L'introduction d'une clause de remboursement anticipé s'analyse comme une composante optionnelle qui serait insérée dans l'obligation. Cela nous éloignerait du monde des obligations dites « vanille » que nous émettons aujourd'hui et les investisseurs n'auraient plus le même intérêt. Par ailleurs, il n'y a pas de « déjeuner gratuit », comme on dit : si jamais nous introduisions une telle clause ou si nous souhaitions racheter par anticipation des titres, nous le ferions aux conditions de taux et de prix qui prévalent aujourd'hui. Nous serions amenés à racheter au-dessus du pair des obligations que nous aurions éventuellement émises au pair.
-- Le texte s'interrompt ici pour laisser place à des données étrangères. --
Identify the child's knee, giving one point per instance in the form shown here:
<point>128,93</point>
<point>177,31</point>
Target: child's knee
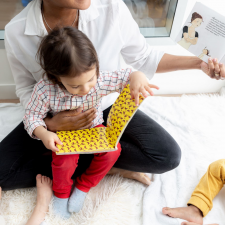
<point>65,161</point>
<point>113,156</point>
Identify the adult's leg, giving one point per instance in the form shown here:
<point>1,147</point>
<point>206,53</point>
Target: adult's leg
<point>146,146</point>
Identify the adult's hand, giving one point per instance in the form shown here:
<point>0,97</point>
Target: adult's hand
<point>214,69</point>
<point>71,120</point>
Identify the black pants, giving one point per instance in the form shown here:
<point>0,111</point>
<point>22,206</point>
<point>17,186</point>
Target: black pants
<point>146,147</point>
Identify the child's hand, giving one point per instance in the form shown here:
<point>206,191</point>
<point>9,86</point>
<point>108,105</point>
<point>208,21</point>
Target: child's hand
<point>139,84</point>
<point>50,140</point>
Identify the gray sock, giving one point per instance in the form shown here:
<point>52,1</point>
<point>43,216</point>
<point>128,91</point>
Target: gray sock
<point>76,200</point>
<point>60,207</point>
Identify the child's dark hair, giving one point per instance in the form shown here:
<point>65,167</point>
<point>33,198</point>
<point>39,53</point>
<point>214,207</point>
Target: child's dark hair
<point>66,52</point>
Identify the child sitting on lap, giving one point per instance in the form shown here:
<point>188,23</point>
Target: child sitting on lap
<point>201,199</point>
<point>71,80</point>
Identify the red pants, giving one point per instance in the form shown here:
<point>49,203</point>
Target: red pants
<point>63,167</point>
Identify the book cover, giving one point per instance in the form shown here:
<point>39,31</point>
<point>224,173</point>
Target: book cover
<point>101,139</point>
<point>203,33</point>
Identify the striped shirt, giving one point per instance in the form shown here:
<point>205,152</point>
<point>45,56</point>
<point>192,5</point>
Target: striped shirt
<point>51,98</point>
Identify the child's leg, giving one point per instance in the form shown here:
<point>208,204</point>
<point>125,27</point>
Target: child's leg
<point>208,187</point>
<point>100,165</point>
<point>201,200</point>
<point>63,167</point>
<point>44,195</point>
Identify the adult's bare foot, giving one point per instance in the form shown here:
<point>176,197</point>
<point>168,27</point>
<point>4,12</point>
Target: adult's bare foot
<point>141,177</point>
<point>44,195</point>
<point>190,213</point>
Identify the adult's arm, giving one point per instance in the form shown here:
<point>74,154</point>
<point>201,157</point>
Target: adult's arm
<point>171,63</point>
<point>137,53</point>
<point>25,82</point>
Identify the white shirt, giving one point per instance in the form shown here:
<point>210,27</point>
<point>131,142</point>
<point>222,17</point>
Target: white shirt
<point>50,97</point>
<point>107,23</point>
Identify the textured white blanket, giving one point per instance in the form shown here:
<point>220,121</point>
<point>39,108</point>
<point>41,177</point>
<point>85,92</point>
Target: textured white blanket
<point>197,124</point>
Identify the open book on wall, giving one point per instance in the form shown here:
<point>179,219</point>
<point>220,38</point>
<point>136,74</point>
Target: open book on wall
<point>101,139</point>
<point>203,33</point>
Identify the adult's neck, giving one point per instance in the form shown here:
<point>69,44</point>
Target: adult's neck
<point>58,16</point>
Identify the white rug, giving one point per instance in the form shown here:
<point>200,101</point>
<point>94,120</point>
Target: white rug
<point>197,124</point>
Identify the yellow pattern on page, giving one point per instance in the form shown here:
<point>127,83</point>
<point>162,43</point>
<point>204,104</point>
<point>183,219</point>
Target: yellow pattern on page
<point>101,139</point>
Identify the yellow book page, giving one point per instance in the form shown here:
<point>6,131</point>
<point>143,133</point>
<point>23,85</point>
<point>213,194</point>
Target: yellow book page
<point>101,139</point>
<point>121,113</point>
<point>84,141</point>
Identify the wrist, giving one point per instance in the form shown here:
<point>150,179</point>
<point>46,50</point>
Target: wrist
<point>196,63</point>
<point>50,125</point>
<point>40,132</point>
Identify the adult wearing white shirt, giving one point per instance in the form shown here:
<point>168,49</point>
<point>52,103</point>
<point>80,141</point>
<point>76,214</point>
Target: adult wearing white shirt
<point>146,146</point>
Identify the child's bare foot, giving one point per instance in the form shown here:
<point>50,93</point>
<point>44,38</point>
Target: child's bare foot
<point>141,177</point>
<point>190,213</point>
<point>44,195</point>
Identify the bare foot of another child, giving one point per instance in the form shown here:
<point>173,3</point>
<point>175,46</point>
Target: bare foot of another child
<point>44,195</point>
<point>190,213</point>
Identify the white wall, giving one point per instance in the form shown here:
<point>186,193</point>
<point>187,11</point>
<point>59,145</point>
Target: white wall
<point>189,81</point>
<point>192,81</point>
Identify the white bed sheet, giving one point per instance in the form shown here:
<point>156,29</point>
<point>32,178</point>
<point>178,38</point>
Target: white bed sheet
<point>198,125</point>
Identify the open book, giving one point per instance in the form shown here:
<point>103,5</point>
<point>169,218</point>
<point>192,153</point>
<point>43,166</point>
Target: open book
<point>101,139</point>
<point>203,33</point>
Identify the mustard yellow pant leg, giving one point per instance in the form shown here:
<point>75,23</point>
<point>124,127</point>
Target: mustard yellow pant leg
<point>209,186</point>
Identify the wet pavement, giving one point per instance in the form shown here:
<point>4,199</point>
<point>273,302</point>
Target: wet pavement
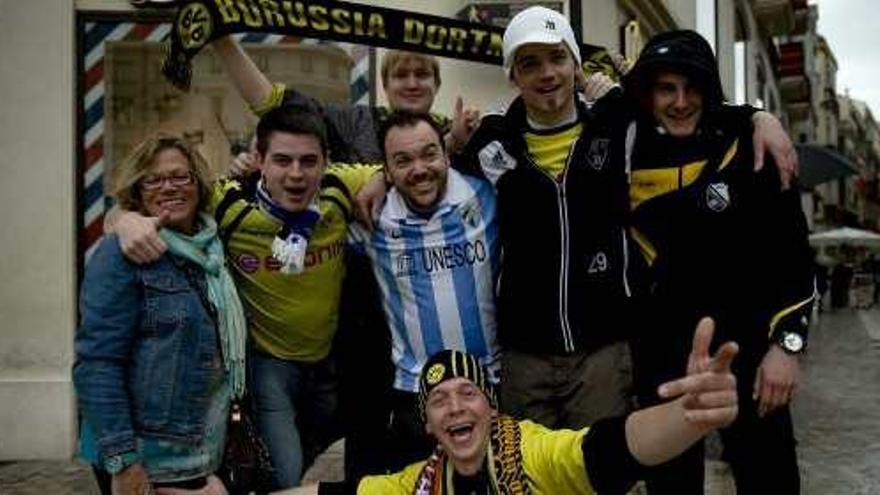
<point>837,422</point>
Il n'y a pas de gain à faire cette opération de transformation, mais nous essayons de profiter des conditions de taux actuels pour émettre le maximum de dette au taux d'intérêt le plus faible possible.
La trajectoire de la dette est-elle une bombe à retardement ? Si le graphique que je vous ai montré tout à l'heure a peut-être de quoi inquiéter, c'est parce qu'il se focalise uniquement sur la partie charges pour le budget de l'État et pas sur ce qui se passe du côté des produits. Mais suivant l'environnement de marché qui génère cette trajectoire de hausse des taux, vous pouvez avoir en fait une réaction asymétrique avec des recettes fiscales qui réagissent beaucoup plus rapidement. Je dis souvent aux investisseurs : contrairement à ce qu'ils peuvent penser, je souhaite que la hausse des taux intervienne et qu'il y ait une normalisation rapide de la politique monétaire. Ce serait le signe d'un environnement macroéconomique beaucoup plus porteur et les recettes fiscales de l'État réagiront beaucoup plus rapidement et positivement. Normalement, le déficit public se réduirait – pour autant que, j'insiste sur ce point, les dépenses soient tenues.